Um prato à base de parmesão para reaproveitar todo o queijo despedaçado por um terremoto e impossibilitado de ser comercializado.
Uma charge em que Trump esbraveja usando megafone em forma de gorro da Ku Klux Klan, mostrando que seu discurso amplifica o ódio.
Uma tinta invisível que faz objetos brilharem no escuro para proteger ciclistas de atropelamentos.
Um sabonete de glicerina com um brinquedo dentro. Para acessá-lo, crianças são obrigadas a lavar as mãos com frequência.
Uma obra de arte pitoresca: um vídeo de 24 horas de duração, em looping, só com cenas de relógios que aparecem em filmes e programas de TV, criando um relógio funcional sincronizado com o horário real.
Faixas de pedestres pintadas em 3D, para criar uma ilusão de ótica e forçar motoristas a respeitarem a sinalização.
A história de uma mulher que entra em um hospício para dar um telefonema e fica presa lá porque, não importa o que diga, é tida como louca.
Ou de um mundo de monstros que fabricam energia a partir dos gritos das crianças que eles assustam à noite.
Um perfil de Twitter criado para identificar nazistas a partir de fotos em manifestações. E os denuncia às suas empresas para que sejam demitidos.
Um easter egg musical: duas notas que reproduzem o canto do pássaro Matita Perê, tocadas no exato momento em que a letra da música cita a ave.
Ideias, ideias, ideias.
Artísticas, sociológicas, tecnológicas, inovadoras, de negócios, de comunicação, de novos produtos e serviços. Ideias formatadas, desformatadas e inclassificáveis.
As grandes ideias são minha verdadeira fonte de inspiração.
Aquelas ideias que tocam, emocionam, provocam e desafiam.
Que mudam o comportamento humano.
Solucionam problemas antes insolúveis.
Abrem mentes e corações de forma irreversível.
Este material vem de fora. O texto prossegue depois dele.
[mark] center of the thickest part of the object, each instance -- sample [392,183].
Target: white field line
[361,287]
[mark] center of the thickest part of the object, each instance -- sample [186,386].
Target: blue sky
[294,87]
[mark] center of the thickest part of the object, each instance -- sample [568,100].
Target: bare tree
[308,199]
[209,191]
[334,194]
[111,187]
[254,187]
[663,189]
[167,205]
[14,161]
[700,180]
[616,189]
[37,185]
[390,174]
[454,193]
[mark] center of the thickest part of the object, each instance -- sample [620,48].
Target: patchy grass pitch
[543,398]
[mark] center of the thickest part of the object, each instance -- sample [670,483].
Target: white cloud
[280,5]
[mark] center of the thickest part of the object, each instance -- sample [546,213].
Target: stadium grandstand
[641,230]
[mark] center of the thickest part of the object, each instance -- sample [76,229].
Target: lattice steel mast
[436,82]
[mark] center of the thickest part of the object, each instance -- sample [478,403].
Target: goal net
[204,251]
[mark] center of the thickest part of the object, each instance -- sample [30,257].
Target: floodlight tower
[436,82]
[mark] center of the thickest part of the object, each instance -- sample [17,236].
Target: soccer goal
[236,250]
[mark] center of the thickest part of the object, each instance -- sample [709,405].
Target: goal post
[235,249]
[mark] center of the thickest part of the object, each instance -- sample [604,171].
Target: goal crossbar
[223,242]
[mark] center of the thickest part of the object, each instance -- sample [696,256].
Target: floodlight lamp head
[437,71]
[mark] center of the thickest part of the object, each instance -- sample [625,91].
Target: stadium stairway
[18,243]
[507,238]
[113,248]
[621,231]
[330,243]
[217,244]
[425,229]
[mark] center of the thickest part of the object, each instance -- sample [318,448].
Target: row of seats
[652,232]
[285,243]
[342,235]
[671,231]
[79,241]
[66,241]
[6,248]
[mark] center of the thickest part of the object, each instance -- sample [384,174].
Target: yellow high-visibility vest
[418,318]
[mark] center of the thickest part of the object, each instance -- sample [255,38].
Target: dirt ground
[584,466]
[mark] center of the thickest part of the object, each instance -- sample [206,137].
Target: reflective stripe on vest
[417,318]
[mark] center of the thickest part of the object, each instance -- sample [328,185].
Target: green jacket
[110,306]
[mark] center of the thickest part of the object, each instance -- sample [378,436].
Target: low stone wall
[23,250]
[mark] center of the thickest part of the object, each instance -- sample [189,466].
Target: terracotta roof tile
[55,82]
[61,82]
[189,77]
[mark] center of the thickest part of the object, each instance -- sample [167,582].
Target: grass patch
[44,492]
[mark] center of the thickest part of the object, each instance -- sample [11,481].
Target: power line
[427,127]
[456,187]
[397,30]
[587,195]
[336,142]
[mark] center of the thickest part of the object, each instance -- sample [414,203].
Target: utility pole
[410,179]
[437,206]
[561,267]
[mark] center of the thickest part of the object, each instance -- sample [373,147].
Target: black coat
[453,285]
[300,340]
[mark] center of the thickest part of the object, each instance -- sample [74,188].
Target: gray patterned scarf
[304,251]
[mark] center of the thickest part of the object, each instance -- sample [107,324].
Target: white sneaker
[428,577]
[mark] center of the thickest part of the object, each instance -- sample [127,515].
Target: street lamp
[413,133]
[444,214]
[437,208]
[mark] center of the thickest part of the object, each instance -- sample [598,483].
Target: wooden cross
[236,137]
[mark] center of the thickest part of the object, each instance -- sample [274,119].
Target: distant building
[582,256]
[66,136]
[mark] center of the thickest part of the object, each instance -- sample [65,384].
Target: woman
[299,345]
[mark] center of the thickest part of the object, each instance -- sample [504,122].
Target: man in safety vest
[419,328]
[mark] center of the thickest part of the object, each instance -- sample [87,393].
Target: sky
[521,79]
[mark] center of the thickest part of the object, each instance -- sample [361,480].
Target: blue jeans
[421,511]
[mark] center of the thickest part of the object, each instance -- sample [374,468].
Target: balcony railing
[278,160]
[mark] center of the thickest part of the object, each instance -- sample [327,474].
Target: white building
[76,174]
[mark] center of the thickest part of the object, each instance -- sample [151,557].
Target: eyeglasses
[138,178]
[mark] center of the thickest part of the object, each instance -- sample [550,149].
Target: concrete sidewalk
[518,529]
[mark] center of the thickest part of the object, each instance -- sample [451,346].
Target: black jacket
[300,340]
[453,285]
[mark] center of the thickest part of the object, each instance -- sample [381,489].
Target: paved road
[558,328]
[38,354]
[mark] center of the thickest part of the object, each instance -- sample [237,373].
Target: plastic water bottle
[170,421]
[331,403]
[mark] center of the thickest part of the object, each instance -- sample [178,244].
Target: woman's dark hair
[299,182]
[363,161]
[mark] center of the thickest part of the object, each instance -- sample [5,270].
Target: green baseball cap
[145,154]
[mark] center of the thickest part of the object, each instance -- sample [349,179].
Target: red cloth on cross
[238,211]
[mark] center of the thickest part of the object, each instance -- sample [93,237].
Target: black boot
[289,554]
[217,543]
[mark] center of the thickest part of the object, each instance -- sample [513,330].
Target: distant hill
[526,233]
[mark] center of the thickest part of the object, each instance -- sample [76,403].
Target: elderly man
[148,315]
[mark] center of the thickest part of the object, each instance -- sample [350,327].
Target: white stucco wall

Tornam a vida mais fácil, mais justa, mais leve, melhor.
Empurram a humanidade para frente.
São elas que me tiram da cama e me levam à agência, todos os dias.
Mas também são elas que me derrubam, me nocauteiam.
Explico: para quem trabalha em criação, grandes ideias são paradoxais.
São deliciosas e cruéis, na mesma medida.
E comigo não é diferente.
As grandes ideias me matam de admiração e de ódio.
Chutam-me impiedosamente para fora da zona de conforto.
Fazem-me sentir miseravelmente incompetente, porque são a prova de tudo o que eu poderia ter feito e não fiz.
Fazem-me sentir gloriosamente capaz, porque são a prova de tudo o que ainda posso fazer.
Grandes ideias são cachaça. Dão barato e dor de cabeça. Levam à loucura e à ressaca.
Mas sobretudo levam à incansável busca por novas ideias.
Porque cutucam o ego, abrem a cabeça, fertilizam o inconsciente, expandem as perspectivas.
“Se eu vi mais longe foi por estar nos ombros de gigantes”, reconheceu Newton.
Nos ombros de gigantes como do chef Massimo Bottura; do ilustrador irlandês Jon Berkeley; dos criativos da Grey Londres e da Y&R África do Sul; do artista Christian Marclay; do ministro dos Transportes da Índia, Nitin Gadkari; de Gabriel García Márquez; dos roteiristas da Pixar Andrew Stanton e Daniel Gerson; dos criadores do perfil @yesyouareracist; do mestre Tom Jobim e de tantos e tantos outros, enxerguei além.
Entre dores e delícias, angústias e êxtases, as grandes ideias me levaram mais longe.